If you want your ceremony to reflect you as a couple, then you can't go wrong with a celebrant. Celebrants will meet you months (even years!) in advance of your ceremony and get to know you as a couple, and as a result, craft a meaningful ceremony that truly reflects you both.

This will involve telling the story of you as a couple (as much as you're willing to share with parents and grandparents, of course!), as well as helping you to write your vows, and even including special ceremony elements such as a hand-fasting, a unity sand ceremony, or even live vocals to sing you down the aisle.

One drawback is that celebrants can't legally marry you at this time, but this has plenty of benefits too – not least that, as a result of not having legal constrictions, you can have your ceremony literally anywhere you want. Clifftop? – Sure. Ski slope? – Why not?

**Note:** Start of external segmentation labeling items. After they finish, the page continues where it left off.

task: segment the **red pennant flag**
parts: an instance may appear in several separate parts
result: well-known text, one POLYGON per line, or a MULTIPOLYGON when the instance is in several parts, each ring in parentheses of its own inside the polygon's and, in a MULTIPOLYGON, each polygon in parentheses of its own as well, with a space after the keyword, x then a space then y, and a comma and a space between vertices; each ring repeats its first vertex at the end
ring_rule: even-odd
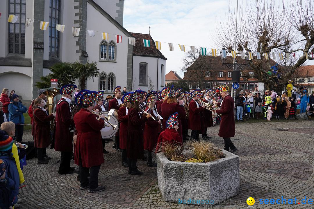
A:
POLYGON ((122 42, 122 36, 119 35, 116 35, 117 38, 117 43, 119 44, 122 42))

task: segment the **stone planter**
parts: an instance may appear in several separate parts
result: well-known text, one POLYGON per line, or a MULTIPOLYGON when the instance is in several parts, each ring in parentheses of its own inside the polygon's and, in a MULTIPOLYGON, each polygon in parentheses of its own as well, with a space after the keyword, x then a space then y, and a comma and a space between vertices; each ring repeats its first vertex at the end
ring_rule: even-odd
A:
POLYGON ((238 194, 239 156, 223 151, 225 158, 207 163, 171 161, 157 153, 158 186, 165 201, 213 205, 238 194))

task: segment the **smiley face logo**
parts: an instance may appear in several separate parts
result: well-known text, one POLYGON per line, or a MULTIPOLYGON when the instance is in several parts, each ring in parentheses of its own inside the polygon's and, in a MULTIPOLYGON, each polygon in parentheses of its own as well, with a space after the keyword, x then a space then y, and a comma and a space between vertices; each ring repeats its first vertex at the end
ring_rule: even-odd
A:
POLYGON ((246 203, 250 206, 253 205, 255 203, 255 200, 252 197, 250 197, 246 200, 246 203))

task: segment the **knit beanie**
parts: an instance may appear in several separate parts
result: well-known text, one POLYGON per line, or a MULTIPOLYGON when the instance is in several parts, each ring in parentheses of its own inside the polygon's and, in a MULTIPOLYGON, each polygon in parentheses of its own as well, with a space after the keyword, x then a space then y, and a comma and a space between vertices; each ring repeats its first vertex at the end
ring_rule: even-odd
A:
POLYGON ((13 144, 12 137, 5 135, 3 131, 0 131, 0 151, 5 152, 12 149, 13 144))
POLYGON ((12 100, 13 100, 17 97, 19 97, 19 95, 16 94, 13 94, 13 95, 12 95, 12 100))

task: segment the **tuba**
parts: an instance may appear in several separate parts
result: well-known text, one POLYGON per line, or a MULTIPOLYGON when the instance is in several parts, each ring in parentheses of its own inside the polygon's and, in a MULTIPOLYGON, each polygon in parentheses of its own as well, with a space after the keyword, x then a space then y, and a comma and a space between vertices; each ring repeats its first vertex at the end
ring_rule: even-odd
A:
MULTIPOLYGON (((48 108, 47 111, 48 115, 56 113, 56 107, 55 107, 54 103, 53 102, 53 99, 60 92, 59 90, 55 88, 54 88, 52 89, 53 89, 52 91, 46 91, 43 92, 47 97, 47 103, 46 104, 45 108, 48 108)), ((55 121, 54 118, 50 121, 50 129, 52 131, 53 131, 54 128, 55 121)))

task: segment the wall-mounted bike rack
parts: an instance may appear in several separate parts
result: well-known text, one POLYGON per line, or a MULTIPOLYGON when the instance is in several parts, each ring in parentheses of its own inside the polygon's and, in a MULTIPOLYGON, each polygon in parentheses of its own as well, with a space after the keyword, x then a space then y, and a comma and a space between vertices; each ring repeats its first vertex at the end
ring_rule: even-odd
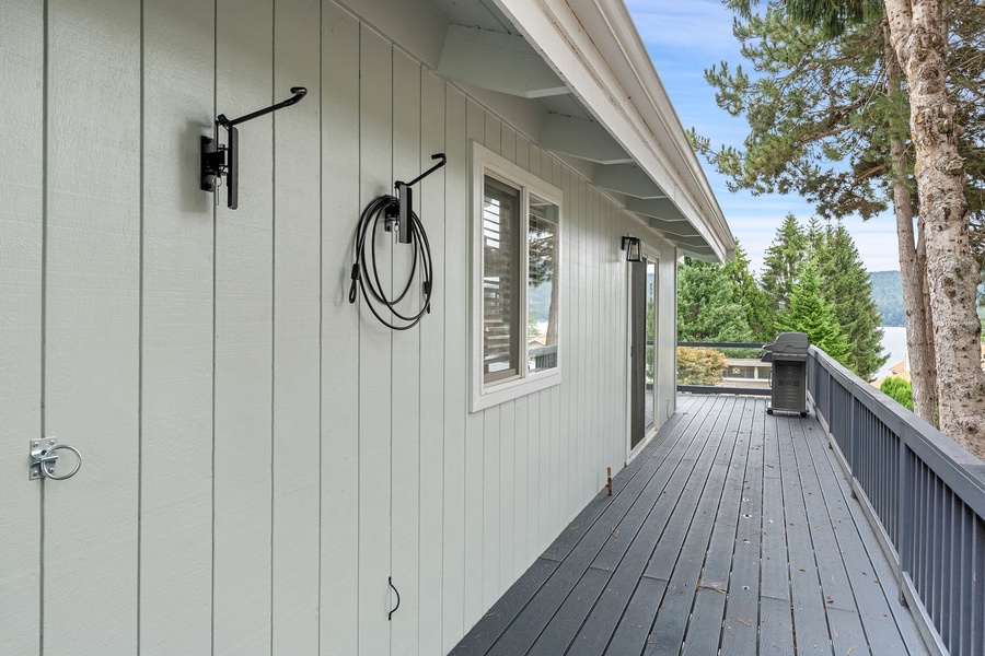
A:
POLYGON ((292 86, 291 93, 294 95, 282 103, 277 103, 276 105, 254 112, 253 114, 247 114, 246 116, 241 116, 240 118, 234 118, 232 120, 225 118, 224 114, 220 114, 216 118, 216 131, 218 132, 220 126, 225 128, 227 132, 229 132, 229 139, 227 145, 221 145, 211 137, 201 138, 199 148, 201 153, 202 191, 215 192, 219 186, 222 185, 222 176, 225 176, 225 188, 228 190, 227 206, 231 210, 236 209, 239 206, 240 192, 240 133, 236 130, 236 126, 300 102, 308 93, 308 90, 303 86, 292 86))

In your back garden? – You do you!

Mark Gregory, Mark Your Occasion




Q. Following the last 18 months, how has the wedding industry changed?

A. Scarlett Kolavinsky says: Demand for a celebrant-led wedding is certainly on the increase; it's important to note however, that a celebrant-led ceremony is not legally binding and the couple would need to have a registrar legally marry them. Typically couples get legally married at the local Town Hall, with just the two of them and two witnesses (or close family members) and have the larger celebrant wedding with all their family and friends.

Couples I've been speaking to have a number of key reasons why they wanting a celebrant:

- Availability of registrars. Due to the increased pent up demand for weddings, couples are finding that registrars do not have the capacity to conduct legal weddings on a day and time that suits the couple.
- Couples who contact me have been to a celebrant wedding and like the personal and bespoke touches that a celebrant can add to their special day. Whether the couple want a traditional formal ceremony or a non-traditional and relaxed day with humour, the celebrant will find out exactly what the couple want and the ceremony will be tailored exactly to their personalities. The celebrant can also discuss adding mini ceremonies such as handtying, including family members and help with poems, readings and vows.
- Couples want a ceremony in a venue that is not licensed and so a registrar cannot conduct a legal ceremony in the venue. Couples who have sought me out are wanting to have their ceremony in their favourite venue which might be a garden, a woodland or their local village hall.
- Due to Covid, couples may have been legally married in the last 18 months , but due to the restrictions they had very few family members attending. They now want a larger ceremony with all their family and friends and are looking for a celebrant to conduct their ceremony.